One might ask why someone would want to perform this supposedly hackneyed opera for an audience that knows it so well and probably has heard it dozens of times? I have avoided conducting it for exactly thirty years (since leading a series of performances at Covent Garden) because I was not able to pull together all the elements—cast, orchestra, chorus and sufficient rehearsal time. The added prospect of collaborating with such an outstanding chorus and symphony orchestra also appealed to me. 

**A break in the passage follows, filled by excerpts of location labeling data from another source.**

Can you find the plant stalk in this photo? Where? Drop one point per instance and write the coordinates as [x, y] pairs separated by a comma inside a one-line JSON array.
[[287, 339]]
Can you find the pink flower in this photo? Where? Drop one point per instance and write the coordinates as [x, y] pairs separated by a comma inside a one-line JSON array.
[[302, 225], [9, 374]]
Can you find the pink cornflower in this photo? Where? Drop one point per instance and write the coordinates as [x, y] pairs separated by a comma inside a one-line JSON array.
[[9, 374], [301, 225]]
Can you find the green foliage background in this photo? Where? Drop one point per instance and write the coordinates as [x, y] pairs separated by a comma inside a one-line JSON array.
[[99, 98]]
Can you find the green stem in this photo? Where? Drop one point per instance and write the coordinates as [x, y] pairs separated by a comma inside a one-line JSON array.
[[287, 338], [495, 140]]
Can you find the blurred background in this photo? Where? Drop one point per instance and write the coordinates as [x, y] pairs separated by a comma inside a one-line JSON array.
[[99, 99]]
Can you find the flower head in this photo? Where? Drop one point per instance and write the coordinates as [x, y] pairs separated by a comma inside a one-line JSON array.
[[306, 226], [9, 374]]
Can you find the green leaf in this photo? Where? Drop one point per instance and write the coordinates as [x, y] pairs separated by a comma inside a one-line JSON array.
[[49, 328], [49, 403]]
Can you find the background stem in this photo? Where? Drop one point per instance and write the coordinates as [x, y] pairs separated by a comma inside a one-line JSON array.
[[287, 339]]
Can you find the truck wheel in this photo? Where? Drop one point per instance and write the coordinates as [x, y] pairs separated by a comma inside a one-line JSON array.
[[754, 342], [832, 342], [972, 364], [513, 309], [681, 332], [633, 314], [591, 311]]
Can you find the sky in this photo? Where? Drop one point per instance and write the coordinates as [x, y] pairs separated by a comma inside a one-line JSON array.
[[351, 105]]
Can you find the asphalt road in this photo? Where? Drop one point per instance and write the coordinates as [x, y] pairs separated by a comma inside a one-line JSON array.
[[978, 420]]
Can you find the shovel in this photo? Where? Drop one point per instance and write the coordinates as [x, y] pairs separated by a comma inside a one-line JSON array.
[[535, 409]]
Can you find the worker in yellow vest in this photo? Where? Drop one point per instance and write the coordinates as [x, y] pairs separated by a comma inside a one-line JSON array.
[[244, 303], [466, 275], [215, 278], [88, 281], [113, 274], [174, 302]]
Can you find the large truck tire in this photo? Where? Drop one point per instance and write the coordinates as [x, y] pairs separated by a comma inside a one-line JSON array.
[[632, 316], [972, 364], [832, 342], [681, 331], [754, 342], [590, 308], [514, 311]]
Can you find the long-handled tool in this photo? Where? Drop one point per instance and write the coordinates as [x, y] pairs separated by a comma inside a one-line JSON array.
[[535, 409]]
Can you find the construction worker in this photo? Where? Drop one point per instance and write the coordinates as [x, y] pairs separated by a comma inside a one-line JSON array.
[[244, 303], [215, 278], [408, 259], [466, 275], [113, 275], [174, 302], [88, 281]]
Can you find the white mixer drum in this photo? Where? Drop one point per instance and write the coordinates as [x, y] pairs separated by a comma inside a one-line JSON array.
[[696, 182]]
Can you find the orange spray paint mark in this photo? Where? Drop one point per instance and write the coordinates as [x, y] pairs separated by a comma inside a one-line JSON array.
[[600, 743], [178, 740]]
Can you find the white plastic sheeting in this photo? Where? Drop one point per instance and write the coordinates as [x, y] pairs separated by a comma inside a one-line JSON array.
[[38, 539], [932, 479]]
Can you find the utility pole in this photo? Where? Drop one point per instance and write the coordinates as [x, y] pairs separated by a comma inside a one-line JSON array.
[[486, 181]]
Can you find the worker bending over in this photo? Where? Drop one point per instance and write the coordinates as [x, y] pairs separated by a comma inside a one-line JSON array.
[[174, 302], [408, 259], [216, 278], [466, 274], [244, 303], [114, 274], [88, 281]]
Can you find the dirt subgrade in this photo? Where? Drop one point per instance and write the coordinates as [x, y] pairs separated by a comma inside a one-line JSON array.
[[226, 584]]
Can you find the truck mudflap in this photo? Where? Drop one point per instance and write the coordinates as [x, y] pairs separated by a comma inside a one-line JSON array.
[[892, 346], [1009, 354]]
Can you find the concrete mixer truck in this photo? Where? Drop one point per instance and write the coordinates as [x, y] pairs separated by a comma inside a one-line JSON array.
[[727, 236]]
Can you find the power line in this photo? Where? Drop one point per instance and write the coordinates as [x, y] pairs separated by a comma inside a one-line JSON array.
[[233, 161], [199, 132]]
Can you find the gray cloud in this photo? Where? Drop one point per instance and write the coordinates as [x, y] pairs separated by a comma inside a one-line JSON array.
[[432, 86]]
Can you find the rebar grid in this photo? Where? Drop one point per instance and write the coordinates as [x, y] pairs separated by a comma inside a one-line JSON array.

It turned out to be sort of a premiere. This great Italian orchestra had never played Cavalleria in public. Its last, and only, contact with the work was more than half a century ago, in 1960! That recording, conducted by Tullio Serafin, and featuring Giulietta Simionato, Mario de Monaco, and Cornell MacNeil, is now historic. But the link with the composer and the city was evident last week. Some nine thousand Romans came to hear the performances, among them Pietro Mascagni (a great-great-grandson) and Domenico Mascagni (a great-grandson of the composer). Seeing them, the distinction between past and present seemed to dissolve for a moment.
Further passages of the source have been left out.